Munn was raised in New York, completed her PhD at Australian National University in 1961, and taught at University of Massachusetts, Amherst before moving to the University of Chicago. She was a Guggenheim Fellow, held a visiting membership at the Institute for Advanced Study, and won numerous research awards before her formal retirement in 1997. An active presence in the Department of Anthropology until very recently, Munn continued to work on cross cultural understandings of space, time, and place and was a much-loved colleague for faculty and students across campus.
Munn’s first book was Walbiri Iconography: Graphic Representation and Cultural Symbolism in a Central Australian Society (1973, Cornell University Press).
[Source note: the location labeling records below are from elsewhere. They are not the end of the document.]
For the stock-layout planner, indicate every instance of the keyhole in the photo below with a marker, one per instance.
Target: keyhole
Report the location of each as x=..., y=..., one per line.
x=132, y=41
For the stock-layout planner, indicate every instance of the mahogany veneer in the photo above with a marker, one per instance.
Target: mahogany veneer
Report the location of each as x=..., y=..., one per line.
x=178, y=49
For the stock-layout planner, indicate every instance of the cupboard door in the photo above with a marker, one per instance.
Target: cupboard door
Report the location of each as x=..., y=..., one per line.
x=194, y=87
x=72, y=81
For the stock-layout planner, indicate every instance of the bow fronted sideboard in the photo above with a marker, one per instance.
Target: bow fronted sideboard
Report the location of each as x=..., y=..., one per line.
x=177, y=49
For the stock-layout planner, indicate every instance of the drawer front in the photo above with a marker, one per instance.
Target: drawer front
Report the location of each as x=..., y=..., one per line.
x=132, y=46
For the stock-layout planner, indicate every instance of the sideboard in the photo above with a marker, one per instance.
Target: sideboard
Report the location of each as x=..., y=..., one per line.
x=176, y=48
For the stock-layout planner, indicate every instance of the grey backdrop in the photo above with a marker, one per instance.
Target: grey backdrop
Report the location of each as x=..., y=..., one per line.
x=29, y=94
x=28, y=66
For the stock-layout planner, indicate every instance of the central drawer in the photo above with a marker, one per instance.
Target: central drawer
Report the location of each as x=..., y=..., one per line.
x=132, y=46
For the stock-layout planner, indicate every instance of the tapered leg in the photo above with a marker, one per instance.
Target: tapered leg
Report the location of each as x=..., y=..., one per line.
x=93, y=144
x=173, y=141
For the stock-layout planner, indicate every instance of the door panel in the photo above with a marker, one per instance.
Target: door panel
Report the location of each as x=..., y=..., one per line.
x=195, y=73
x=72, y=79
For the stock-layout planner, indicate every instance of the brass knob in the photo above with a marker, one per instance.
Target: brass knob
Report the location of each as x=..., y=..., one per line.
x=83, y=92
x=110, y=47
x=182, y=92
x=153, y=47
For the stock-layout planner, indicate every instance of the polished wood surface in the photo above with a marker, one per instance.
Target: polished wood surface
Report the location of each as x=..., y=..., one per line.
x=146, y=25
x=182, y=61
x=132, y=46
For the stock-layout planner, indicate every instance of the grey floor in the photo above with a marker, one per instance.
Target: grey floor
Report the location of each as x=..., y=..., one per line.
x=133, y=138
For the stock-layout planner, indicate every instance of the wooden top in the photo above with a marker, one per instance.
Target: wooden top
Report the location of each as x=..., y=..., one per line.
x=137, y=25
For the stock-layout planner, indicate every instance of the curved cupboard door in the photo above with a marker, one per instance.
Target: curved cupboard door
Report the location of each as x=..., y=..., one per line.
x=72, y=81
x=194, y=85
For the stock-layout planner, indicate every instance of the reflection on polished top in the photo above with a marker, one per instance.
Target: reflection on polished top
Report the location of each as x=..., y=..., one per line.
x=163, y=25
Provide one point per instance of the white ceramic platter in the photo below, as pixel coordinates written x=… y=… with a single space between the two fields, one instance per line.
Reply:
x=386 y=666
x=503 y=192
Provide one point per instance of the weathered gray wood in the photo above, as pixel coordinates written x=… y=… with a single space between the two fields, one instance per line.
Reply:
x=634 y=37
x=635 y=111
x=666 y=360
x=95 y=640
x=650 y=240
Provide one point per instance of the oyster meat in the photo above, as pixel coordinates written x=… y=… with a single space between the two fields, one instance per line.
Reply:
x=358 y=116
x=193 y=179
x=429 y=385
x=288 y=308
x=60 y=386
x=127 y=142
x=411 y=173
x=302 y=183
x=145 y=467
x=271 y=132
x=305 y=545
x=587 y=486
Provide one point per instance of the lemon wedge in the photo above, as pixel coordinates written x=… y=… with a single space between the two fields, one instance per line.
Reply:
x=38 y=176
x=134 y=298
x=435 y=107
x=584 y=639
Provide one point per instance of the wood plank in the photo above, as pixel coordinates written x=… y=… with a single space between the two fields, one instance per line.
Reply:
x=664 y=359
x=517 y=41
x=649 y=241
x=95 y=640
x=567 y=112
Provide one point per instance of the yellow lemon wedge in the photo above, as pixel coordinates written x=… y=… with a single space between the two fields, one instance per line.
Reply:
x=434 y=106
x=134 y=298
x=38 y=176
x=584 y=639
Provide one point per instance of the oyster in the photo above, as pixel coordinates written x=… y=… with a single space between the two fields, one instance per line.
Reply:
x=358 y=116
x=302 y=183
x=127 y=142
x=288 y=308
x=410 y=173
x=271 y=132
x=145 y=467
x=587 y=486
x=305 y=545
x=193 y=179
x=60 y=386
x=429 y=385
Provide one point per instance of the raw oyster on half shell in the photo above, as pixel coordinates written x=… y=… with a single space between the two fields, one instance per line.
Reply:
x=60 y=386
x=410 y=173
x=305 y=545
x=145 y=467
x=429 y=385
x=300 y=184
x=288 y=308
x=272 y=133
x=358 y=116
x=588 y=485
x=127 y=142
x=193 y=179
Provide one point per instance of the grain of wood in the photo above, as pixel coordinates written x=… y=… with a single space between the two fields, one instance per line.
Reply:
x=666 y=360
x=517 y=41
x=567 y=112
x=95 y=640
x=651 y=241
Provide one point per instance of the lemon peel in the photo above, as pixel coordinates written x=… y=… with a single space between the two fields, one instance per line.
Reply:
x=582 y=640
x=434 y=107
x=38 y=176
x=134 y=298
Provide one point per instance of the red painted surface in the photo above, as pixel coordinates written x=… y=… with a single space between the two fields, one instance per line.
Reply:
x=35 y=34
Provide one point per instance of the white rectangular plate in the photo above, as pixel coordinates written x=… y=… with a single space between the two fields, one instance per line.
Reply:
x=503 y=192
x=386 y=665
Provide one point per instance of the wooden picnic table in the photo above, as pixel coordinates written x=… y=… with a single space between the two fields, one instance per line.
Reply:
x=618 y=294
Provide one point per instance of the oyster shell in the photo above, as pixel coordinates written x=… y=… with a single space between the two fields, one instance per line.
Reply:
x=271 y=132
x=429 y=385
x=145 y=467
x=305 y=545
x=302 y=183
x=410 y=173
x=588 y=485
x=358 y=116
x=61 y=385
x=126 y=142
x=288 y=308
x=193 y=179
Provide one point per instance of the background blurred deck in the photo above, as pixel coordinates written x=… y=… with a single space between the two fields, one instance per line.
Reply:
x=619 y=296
She gave the prestigious Lewis Henry Morgan Lectures at the University of Rochester in 1976 which became, after several years of additional fieldwork, the basis for her most influential work, The Fame of Gawa: A Symbolic Study of Value Transformation in Massim (Papua New Guinea) Society (1986, Cambridge University Press). In 2010, Munn delivered the keynote lecture for a Department of Anthropology conference exploring “qualia” – a term she used for the ways in which sensations are experienced, coded, and understood within sociocultural orders. This conference provided the basis for a special issue of Anthropological Theory in honor of her work. Her keynote focused on “The Decline and Fall of Richmond Hill” an early 19th century house in what is now Manhattan, part of Munn’s wide-ranging historical study of transformations in economy and landscape in antebellum New York City. This was part of an ambitious book project that continued her groundbreaking contributions to sociocultural understandings of time, space/place, and value.
A memorial service will be announced in the coming months. Our thoughts and condolences to go out to Munn’s family and friends.